Aber... wie es eben so ist: Je "besser" man es machen will, desto aufwändiger wird's meistens...


----------



## RobJava (2. Jan 2012)

vielen Dank 
ich schau mal wie ich das umsetzen kann 
nochmal eine kleine Frage, (ich weiß nicht ob ich ein neues Thema anfangen soll oder gerade nochmal nachfragen kann), wie kann ich bestimmen wann sie die Pixel von der Bitmap treffen, also ich meine die farbigen, anstatt das ich nur unterscheide ob sich die Bitmaps im kompletten treffen?
Also statt (Bitmap | |---><---| | Bitmap) dann gucken ob sich einzelne Pixel überschneiden.
vielen Dank nochmal


----------



## Marco13 (2. Jan 2012)

So eine Pixelgenaue Kollision zwischen zwei Bitmaps ist so erstmal zu aufwändig.
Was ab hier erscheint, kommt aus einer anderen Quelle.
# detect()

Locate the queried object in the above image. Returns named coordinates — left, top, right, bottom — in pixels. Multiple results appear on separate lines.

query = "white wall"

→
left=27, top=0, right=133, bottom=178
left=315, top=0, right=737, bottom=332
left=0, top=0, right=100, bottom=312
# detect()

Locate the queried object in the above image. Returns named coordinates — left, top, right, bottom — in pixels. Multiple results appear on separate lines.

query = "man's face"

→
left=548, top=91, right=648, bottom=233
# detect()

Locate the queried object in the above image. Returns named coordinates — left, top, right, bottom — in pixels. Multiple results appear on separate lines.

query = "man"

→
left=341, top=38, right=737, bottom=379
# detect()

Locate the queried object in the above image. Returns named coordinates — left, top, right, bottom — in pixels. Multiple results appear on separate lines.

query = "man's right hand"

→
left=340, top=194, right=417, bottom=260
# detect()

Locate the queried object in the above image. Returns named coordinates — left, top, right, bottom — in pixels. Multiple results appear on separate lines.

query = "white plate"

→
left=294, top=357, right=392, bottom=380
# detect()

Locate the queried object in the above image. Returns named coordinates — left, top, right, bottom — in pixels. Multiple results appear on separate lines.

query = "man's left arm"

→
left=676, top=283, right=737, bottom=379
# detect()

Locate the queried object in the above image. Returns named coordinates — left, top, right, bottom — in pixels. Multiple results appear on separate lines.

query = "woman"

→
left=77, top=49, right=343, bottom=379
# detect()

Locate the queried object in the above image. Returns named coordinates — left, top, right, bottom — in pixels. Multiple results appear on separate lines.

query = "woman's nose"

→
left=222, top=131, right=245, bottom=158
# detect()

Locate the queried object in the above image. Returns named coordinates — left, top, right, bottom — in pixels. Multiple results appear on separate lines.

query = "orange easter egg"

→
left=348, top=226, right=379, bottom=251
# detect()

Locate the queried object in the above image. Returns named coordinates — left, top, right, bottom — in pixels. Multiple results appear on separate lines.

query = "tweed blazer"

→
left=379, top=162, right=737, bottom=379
Festzustellen, ob EIN Punkt einen (nicht-transparenten) Pixel eines Bildes berührt ist einfach, aber _gegenseitig_ von zwei Bilder ist das kaum vernünftig machbar - man müßte über alle Pixel laufen und sie alle einzeln testen (und ich weiß auch nicht, wie dir das an dieser Stelle weiterhelfen würde).


----------



## RobJava (2. Jan 2012)

Also wenn ich das nur bei einer der beiden Bitmaps machen würde, wie würde das funktionieren? 
Lg RobJava


----------



## Marco13 (2. Jan 2012)

Bei einem BufferedImage kann man mit
int argb = image.getRGB(x,y);
einen Pixel abfragen. Da kann man dann z.B. mit 
if (argb = Color.RED.getRGB()) { ...}
prüfen, ob der Pixel rot ist (und noch detailliertere Abfragen, je nach Anforderung)


----------



## RobJava (2. Jan 2012)

ok so ganz krieg ich es nicht mit ner einfachen Bitmap hin...


----------



## fastjack (3. Jan 2012)

Zur Kollision könntest Du zu den Bildern ein Kollisions-Polygon machen. Versuche die wenn möglich dynamisch zu erzeugen. Dann prüfst Du, ob sich zwei Polygone berühren. Das sollte mit den Polygonmethoden möglich sein.


----------



## Marco13 (3. Jan 2012)

RobJava hat gesagt.:


> ok so ganz krieg ich es nicht mit ner einfachen Bitmap hin...



Poste mehr code und genauere Fragen.


----------